Q&A
Krzysztof Honowski
What’s your background?
I was born in the North West of London and grew up in the polish diaspora there. I then studied English Literature, through which I came to be interested in experimental theatre and literature. Almost as soon as I began to make my own bits of theatre or poetry I realised that the only context available for it in the 21st century was in the art world, so after a few years of collaborating with friends in Berlin I went to study at the Slade. By that point, however, I’d put down some roots in Germany and was soon back here working in theatre and opera and studying at the KHM in Cologne. A particular interest of mine is the intersection of psychedelia and postmemory, which is what I am researching at the Academy of Fine Arts in Vienna at present.
What influences you artistically?
I try to read and look at things as widely as possible – whether watching movies, seeing exhibitions, or just out of my window – and wait for something to stick with me. Even when it’s not possible to take things in, let’s say I’m too busy or stressed out (as was the case in the last two years) then I am always listening. Music and the social interactions around it, whether what happens when you go to a club or the rich history of graphic design associated with musical production and its ephemera, are a constant source of energy and inspiration for me.
How do you start a new work?
I collaborate extensively with other artists, so I am often on the lookout for a point of interaction or exchange, where I can privilege the voice of others as much as my own.
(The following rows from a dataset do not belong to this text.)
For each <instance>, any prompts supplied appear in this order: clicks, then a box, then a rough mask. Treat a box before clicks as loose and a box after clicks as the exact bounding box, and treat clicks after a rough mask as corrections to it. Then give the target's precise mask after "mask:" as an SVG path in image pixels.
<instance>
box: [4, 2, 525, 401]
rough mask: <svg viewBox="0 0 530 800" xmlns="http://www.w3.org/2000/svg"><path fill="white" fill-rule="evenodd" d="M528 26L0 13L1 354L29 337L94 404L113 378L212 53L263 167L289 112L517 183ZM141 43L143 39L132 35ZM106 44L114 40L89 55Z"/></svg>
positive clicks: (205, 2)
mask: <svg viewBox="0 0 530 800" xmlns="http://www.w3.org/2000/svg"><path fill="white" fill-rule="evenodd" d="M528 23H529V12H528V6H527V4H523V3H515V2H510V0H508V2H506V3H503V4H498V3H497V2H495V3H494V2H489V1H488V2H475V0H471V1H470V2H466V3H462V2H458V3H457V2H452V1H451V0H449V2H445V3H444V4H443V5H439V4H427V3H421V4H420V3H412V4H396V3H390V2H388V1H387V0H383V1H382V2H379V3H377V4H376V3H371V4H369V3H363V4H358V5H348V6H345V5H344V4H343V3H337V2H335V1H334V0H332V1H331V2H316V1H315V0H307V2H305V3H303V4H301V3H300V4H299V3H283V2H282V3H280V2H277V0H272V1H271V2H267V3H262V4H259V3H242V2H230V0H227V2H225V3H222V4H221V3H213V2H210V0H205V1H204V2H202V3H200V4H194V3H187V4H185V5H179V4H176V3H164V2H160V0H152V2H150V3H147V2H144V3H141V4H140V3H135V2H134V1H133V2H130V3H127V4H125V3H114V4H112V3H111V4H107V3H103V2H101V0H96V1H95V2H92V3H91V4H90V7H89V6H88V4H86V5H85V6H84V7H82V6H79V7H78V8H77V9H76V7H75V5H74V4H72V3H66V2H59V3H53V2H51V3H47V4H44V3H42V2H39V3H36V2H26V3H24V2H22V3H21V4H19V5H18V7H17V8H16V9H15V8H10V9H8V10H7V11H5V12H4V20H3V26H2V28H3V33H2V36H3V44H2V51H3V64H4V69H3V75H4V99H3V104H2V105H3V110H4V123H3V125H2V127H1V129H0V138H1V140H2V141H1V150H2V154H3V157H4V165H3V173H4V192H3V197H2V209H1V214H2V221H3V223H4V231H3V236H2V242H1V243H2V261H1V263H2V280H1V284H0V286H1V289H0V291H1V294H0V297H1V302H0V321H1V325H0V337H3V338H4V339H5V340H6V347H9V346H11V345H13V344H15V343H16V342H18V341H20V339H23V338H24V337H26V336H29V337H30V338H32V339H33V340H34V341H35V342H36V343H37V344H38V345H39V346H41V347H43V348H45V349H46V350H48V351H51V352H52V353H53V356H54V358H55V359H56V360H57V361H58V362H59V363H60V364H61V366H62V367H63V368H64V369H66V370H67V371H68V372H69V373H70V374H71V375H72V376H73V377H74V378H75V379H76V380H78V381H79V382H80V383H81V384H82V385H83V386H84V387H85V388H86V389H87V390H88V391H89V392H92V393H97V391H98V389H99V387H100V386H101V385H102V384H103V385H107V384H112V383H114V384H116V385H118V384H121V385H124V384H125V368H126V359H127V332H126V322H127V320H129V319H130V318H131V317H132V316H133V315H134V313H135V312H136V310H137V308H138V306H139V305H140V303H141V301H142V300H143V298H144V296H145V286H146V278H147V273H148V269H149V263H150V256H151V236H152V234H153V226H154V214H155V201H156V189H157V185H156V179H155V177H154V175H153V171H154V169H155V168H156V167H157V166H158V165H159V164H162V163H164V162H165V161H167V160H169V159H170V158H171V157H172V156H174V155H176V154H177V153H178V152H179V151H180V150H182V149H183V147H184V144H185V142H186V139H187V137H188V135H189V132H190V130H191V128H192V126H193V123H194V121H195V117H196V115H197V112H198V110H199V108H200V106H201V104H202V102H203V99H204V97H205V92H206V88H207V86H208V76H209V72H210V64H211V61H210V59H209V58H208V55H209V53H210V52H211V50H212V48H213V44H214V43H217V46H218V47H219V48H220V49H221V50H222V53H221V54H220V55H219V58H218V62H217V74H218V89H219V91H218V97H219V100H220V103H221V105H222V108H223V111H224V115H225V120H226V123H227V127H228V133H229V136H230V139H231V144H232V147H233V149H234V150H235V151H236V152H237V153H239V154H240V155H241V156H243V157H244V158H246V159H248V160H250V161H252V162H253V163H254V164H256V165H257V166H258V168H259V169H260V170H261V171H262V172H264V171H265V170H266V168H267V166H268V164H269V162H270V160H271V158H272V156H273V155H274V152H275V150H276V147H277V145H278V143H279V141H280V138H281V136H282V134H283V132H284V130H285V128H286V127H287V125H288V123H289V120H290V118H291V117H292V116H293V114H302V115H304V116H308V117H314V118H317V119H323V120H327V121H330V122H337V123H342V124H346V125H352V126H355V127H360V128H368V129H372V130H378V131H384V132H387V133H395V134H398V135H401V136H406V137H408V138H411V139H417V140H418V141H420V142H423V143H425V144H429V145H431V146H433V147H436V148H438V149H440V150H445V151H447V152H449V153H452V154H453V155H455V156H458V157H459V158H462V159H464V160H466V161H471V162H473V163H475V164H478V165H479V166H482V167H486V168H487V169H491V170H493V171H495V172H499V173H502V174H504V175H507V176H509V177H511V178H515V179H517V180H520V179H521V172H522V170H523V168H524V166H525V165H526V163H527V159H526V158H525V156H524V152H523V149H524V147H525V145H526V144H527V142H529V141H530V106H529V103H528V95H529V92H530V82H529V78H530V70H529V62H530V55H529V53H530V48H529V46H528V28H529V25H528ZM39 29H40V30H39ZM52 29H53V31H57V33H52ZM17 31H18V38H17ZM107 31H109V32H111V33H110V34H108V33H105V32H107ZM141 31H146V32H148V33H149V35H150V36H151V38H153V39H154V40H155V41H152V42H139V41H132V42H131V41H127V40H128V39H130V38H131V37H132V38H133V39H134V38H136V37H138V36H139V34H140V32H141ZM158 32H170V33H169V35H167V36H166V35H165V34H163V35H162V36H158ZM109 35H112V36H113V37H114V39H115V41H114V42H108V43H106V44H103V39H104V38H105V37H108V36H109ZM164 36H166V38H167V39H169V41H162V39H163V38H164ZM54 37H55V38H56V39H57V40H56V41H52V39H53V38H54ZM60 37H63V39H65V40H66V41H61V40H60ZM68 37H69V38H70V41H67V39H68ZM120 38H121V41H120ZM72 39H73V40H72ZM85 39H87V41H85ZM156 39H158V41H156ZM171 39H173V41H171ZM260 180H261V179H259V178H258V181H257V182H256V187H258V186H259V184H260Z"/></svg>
My upcoming documentary works have begun as conversations with friends that have turned into interviews and then films and collages. I try to maintain an archive of images that I have either taken or found and begin by arranging them so as to work out what’s missing. I try to acknowledge unconscious impulses by collaging material impulsively, either as objects in the studio or layers of video material. I then start to cut into these agglomerations, filing them down in a lapidary process, like you would form a precious stone.
What are you working on right now?
Me and Ziemowit Nowak have just completed a film about polish glam rock and its impossibility which we are sending to festivals. Next year I will begin a documentary project about the late French musician Ghédalia Tazartès and present a new performance installation at the Kunstverein Leverkusen together with Laura Sundermann.